The Advanced Research and Invention Agency launched its Actively Cooling the Earth programme in 2024, explicitly exploring techniques such as stratospheric aerosol injection and marine cloud brightening, including modelling and potential small-scale outdoor experiments.¹³ The Royal Society has repeatedly acknowledged both the theoretical feasibility and the profound risks of such interventions.¹⁴
⸻
Public dissent and elite legitimacy
The argument that Britain is governed in ways increasingly detached from popular consent is no longer confined to academic or fringe circles. It is voiced openly by senior legal figures, journalists, and former parliamentarians. The following statements are included as illustrations of contemporary dissent and public sentiment, not as evidentiary proof:
Former Supreme Court justice Lord Jonathan Sumption has warned:
“We are in danger of becoming a society that is governed by coercion and fear rather than consent.”
Journalist and author Peter Hitchens has observed:
“We still have the outward appearance of democracy, but much of the real decision-making has been quietly removed from public control.”
Former Member of Parliament Andrew Bridgen has stated, in relation to geoengineering research:
“Geoengineering, sun dimming, cloud seeding and weather manipulation in the UK must stop.
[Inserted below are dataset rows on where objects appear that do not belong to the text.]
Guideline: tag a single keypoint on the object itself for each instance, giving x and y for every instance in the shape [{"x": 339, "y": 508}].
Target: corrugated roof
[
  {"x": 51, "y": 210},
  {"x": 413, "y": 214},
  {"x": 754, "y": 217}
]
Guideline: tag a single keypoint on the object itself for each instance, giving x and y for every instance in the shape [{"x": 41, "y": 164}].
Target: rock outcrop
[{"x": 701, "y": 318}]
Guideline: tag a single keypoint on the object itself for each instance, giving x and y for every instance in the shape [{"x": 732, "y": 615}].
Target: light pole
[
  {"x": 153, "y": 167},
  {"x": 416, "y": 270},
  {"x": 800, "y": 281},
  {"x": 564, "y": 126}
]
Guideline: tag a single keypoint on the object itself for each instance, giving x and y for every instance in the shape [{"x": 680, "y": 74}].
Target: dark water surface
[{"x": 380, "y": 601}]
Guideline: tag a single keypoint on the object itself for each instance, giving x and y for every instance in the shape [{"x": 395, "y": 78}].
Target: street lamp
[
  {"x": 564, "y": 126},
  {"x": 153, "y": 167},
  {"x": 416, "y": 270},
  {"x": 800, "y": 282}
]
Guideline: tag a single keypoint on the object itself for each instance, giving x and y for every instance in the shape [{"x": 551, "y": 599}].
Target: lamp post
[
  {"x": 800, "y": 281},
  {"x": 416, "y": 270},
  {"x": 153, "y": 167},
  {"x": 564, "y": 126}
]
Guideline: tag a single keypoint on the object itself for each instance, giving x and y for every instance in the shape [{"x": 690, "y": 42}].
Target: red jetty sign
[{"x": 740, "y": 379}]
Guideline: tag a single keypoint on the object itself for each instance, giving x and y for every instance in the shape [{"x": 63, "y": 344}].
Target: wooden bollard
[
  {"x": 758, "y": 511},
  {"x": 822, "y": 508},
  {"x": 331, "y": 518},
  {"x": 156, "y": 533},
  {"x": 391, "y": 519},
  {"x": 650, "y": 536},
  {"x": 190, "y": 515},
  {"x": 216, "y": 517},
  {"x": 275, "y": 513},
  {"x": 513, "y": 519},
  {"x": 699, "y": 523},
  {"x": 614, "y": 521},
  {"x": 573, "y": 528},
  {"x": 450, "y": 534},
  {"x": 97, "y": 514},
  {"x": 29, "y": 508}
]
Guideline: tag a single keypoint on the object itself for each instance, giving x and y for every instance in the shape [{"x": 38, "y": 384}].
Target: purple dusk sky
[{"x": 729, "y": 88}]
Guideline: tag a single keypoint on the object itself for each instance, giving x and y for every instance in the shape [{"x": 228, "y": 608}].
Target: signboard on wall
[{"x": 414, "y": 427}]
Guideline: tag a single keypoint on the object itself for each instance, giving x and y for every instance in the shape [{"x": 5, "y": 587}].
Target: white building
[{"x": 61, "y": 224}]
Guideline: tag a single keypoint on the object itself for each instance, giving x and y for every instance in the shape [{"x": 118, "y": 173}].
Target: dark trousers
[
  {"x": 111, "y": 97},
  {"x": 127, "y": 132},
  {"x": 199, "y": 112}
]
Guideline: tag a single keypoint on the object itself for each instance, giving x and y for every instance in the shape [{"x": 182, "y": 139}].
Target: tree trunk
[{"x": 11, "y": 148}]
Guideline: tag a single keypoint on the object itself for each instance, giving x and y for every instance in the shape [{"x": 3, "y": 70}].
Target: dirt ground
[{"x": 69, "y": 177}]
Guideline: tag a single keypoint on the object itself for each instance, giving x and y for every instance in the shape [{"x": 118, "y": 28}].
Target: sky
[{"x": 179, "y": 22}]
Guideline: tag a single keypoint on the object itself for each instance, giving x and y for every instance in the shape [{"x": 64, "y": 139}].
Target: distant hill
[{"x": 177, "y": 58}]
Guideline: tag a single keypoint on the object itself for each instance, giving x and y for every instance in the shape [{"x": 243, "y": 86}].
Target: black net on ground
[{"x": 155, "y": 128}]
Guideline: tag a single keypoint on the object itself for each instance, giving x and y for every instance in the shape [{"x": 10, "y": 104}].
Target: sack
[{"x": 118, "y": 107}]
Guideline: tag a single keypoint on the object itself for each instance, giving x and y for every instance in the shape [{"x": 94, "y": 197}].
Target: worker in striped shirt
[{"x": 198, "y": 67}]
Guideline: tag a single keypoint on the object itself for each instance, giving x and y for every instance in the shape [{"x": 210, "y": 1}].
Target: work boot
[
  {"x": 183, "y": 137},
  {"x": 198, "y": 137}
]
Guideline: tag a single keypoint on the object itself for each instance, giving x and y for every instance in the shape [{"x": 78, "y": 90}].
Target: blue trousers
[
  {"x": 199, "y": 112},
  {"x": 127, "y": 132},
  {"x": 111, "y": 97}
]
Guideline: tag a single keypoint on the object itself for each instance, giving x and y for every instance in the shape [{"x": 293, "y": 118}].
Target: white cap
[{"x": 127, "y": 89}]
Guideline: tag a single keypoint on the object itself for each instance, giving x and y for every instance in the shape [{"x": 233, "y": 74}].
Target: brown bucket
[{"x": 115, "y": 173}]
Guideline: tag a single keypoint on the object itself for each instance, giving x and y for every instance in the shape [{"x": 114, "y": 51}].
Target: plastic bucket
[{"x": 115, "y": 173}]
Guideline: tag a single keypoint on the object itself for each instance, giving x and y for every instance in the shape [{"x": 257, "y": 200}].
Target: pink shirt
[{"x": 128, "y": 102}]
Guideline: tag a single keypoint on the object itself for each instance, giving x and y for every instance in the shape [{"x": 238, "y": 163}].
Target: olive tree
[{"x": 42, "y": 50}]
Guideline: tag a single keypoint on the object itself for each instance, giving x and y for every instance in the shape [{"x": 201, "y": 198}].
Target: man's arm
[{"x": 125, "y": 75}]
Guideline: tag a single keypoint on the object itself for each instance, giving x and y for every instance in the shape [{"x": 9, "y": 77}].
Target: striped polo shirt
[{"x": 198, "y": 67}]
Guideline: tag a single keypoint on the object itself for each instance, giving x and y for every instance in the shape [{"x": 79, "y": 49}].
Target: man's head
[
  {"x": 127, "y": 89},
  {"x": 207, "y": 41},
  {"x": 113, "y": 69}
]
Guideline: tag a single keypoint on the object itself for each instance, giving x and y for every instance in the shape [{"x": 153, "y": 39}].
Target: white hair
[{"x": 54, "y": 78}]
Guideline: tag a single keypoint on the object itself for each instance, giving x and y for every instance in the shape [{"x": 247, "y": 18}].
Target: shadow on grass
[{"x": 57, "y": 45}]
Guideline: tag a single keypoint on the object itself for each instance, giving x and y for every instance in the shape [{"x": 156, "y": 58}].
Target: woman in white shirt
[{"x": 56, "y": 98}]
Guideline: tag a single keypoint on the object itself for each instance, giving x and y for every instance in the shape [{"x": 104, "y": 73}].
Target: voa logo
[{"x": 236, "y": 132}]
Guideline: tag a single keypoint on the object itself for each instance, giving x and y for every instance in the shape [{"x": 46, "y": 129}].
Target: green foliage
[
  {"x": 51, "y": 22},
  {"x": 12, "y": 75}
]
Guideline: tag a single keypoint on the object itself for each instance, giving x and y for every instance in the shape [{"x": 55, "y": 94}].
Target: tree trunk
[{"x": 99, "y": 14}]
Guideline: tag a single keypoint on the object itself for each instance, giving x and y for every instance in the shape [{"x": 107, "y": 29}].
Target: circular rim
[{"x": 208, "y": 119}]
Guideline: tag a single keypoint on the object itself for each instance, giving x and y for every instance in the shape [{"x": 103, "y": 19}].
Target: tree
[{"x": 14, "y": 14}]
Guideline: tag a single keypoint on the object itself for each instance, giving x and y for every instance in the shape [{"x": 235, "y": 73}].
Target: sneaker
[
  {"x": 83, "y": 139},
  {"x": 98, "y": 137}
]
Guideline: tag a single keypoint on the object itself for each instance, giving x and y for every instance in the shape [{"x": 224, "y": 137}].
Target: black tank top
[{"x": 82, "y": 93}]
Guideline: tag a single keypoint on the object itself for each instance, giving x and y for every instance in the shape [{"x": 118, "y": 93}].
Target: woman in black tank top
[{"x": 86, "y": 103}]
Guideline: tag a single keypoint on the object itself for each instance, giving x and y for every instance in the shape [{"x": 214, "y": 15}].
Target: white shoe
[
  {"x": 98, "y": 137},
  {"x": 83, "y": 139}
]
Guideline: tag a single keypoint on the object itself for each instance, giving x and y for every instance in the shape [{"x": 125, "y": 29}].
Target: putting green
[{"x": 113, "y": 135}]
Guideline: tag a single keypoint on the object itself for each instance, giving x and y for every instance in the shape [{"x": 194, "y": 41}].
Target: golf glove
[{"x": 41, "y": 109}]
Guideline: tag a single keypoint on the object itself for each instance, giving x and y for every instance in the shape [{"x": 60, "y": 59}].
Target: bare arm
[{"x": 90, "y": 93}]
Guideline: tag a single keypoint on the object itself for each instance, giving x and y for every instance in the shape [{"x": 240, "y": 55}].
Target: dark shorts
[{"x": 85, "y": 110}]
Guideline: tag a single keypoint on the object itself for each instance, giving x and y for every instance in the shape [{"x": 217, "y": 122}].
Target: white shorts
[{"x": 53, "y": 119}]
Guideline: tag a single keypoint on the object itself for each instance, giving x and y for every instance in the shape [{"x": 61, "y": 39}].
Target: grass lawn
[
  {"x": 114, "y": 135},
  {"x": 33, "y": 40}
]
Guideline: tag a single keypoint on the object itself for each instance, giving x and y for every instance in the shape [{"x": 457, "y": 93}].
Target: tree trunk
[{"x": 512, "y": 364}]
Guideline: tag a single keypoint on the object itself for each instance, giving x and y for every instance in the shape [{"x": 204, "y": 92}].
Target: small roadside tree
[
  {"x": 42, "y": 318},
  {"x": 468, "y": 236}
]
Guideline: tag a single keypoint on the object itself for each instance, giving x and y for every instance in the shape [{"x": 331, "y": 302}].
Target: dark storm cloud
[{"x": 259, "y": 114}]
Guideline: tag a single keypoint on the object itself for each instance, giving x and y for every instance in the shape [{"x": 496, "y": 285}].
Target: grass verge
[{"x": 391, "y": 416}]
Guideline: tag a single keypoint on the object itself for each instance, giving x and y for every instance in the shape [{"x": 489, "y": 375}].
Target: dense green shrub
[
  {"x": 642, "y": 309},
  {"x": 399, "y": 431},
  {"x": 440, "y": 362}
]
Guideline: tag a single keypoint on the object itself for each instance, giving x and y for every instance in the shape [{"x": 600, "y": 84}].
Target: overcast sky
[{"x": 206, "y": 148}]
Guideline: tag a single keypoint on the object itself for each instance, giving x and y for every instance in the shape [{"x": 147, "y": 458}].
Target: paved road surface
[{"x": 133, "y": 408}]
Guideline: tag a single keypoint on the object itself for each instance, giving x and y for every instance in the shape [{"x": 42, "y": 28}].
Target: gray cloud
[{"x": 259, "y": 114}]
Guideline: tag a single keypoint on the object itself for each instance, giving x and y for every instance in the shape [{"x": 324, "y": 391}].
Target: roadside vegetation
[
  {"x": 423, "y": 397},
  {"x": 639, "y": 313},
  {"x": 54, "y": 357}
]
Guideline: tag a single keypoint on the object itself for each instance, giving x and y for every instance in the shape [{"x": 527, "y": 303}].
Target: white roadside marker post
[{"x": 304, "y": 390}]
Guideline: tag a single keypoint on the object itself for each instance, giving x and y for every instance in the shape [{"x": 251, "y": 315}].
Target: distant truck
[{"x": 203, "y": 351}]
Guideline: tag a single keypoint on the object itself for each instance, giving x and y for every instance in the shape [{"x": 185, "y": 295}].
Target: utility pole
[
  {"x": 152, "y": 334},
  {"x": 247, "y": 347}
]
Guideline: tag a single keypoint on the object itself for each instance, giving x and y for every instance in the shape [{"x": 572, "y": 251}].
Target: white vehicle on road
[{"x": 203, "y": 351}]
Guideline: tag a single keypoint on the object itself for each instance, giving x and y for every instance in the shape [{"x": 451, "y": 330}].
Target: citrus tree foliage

It’s a crime against humanity.”
Author and commentator Douglas Murray, while supportive of immigration in principle, has acknowledged:
“The public were never asked whether they wanted this level of immigration, and they were never given the option to stop it.”
Whether one agrees with these individuals or not, the scale and prominence of such views reflect a widening realisation that Britain’s governing order does not operate with the consent of the British people.
⸻
Conclusion
All that King Charles III and the wider British ruling elite have conceived, and which has been implemented by their political, bureaucratic, and media functionaries, otherwise known as useful idiots such as Keir Starmer, does not serve the interests of the British people. It serves, instead, the preservation and expansion of elite power, pursued through an agenda which does not serve the interests of the British people.
For many years this system functioned as a clever tyranny. Dissent was not crushed outright but neutralised through financial pressure, reputational ruin, and narrative control. That phase may now be ending.
History shows that when such systems lose confidence in their own illusions, they tend to become cruder and more brittle. For now, however, the British ruling elite retains its distinction as the cleverest of all tyrannies in the world.